For the fainthearted . . .

On losing a piece of the past

There were times in the ’80s and ’90s when there were French autoroutes that were more familiar than roads barely more than a hundred miles away. Perhaps the limited opportunities to go away meant heading for sunshine when the opportunity arose, perhaps it was just a reflection of the culture of our Protestant and unionist community in Northern Ireland to head for foreign destinations before heading for destinations deep within the Republic.

It was on a journey to Cork in 1994 that the cottage became a landmark. Driving from the east coast of Co Down in times before motorways crossed the country, lunch was taken in the Meath village of Slane before circuiting Dublin and heading west. It was the month of May, when rural Ireland it at its most beautiful.
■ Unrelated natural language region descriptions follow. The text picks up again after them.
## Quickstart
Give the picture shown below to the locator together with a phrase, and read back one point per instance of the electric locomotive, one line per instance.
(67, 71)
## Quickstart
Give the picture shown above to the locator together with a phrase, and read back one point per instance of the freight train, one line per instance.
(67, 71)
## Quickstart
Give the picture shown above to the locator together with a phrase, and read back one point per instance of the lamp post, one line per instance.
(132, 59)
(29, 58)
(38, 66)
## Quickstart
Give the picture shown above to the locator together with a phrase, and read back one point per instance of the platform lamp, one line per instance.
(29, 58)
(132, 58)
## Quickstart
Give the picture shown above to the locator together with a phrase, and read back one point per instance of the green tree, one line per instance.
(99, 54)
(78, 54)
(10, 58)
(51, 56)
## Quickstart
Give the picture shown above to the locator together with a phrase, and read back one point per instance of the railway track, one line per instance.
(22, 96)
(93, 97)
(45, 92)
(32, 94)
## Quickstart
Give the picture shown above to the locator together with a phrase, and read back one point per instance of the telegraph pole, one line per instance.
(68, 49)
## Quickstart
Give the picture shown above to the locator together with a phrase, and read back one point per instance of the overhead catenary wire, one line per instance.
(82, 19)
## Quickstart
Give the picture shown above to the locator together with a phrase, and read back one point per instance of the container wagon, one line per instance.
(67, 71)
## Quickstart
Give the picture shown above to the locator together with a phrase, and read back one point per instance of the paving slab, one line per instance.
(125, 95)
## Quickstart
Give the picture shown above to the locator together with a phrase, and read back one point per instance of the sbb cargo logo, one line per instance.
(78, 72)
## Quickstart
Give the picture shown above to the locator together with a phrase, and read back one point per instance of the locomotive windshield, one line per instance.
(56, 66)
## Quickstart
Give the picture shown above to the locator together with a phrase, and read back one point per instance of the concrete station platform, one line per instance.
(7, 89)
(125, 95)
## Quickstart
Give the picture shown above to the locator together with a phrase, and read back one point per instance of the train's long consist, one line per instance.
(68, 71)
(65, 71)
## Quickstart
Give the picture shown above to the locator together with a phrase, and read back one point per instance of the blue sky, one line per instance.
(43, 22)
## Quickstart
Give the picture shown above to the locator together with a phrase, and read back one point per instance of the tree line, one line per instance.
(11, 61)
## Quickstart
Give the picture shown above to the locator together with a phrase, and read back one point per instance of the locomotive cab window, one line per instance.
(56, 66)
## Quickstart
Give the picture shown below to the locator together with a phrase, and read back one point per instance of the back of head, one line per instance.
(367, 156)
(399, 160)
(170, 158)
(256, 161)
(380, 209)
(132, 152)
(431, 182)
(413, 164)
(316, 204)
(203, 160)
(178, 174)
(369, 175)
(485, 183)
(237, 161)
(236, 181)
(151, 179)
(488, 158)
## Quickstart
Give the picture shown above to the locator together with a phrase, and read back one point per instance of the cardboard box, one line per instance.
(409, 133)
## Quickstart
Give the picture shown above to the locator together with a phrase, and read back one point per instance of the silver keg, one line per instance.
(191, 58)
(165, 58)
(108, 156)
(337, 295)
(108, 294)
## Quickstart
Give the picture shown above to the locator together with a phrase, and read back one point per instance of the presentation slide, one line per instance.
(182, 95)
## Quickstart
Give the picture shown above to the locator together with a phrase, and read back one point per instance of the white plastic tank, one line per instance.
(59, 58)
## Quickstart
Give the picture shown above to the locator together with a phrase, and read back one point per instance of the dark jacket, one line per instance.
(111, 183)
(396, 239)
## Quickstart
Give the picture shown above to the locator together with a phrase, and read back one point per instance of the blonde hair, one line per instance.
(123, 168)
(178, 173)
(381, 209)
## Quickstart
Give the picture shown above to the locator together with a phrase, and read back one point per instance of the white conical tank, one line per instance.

Beside a wide road that swept its way through an undulating landscape, that cottage kept a solitary vigil.

In years when every town and city changed, the white walls and black slate roof had a reassuring quality, reminders of an older, gentler, more settled Ireland.

Moving from the familiar suburbs of Dublin to places deep within counties that were no more names on a map during days in the North, there came the realization that the cottage that had been a sign of a different world was now somewhere passed on an almost daily basis. Uninhabited now, but still firm in its presence, still recalling small farms and flat capped men on bicycles, and women returning from Mass, and the scent of turf smoke, and the sound of church bells. It has been hard to pass it without wondering from where we had come and where we might be going.

The cottage might have endured for years to come, the roof looked secure, the paint was faded but the walls looked firm, but it is no more. Passing it this morning, only half of it remained, the rest was rubble. Perhaps its presence in the field was a nuisance to those growing crops on the land surrounding it, perhaps it was thought that it might be liable to the new property tax and there was a determination to remove any uncertainty; whatever the reason, it has gone, and with it a landmark filled with personal resonance.

Perhaps it does not matter, what is one more empty property in a country where three hundred thousand lie empty and where demolition will become a familiar phenomenon? Yet, the sight of the rubble brought a deep sadness, as though an old acquaintance had died. Perhaps its evocation of the 1990s provokes a sense of mortality, a facing of the reality of becoming of no more substance than the dust among the rubble.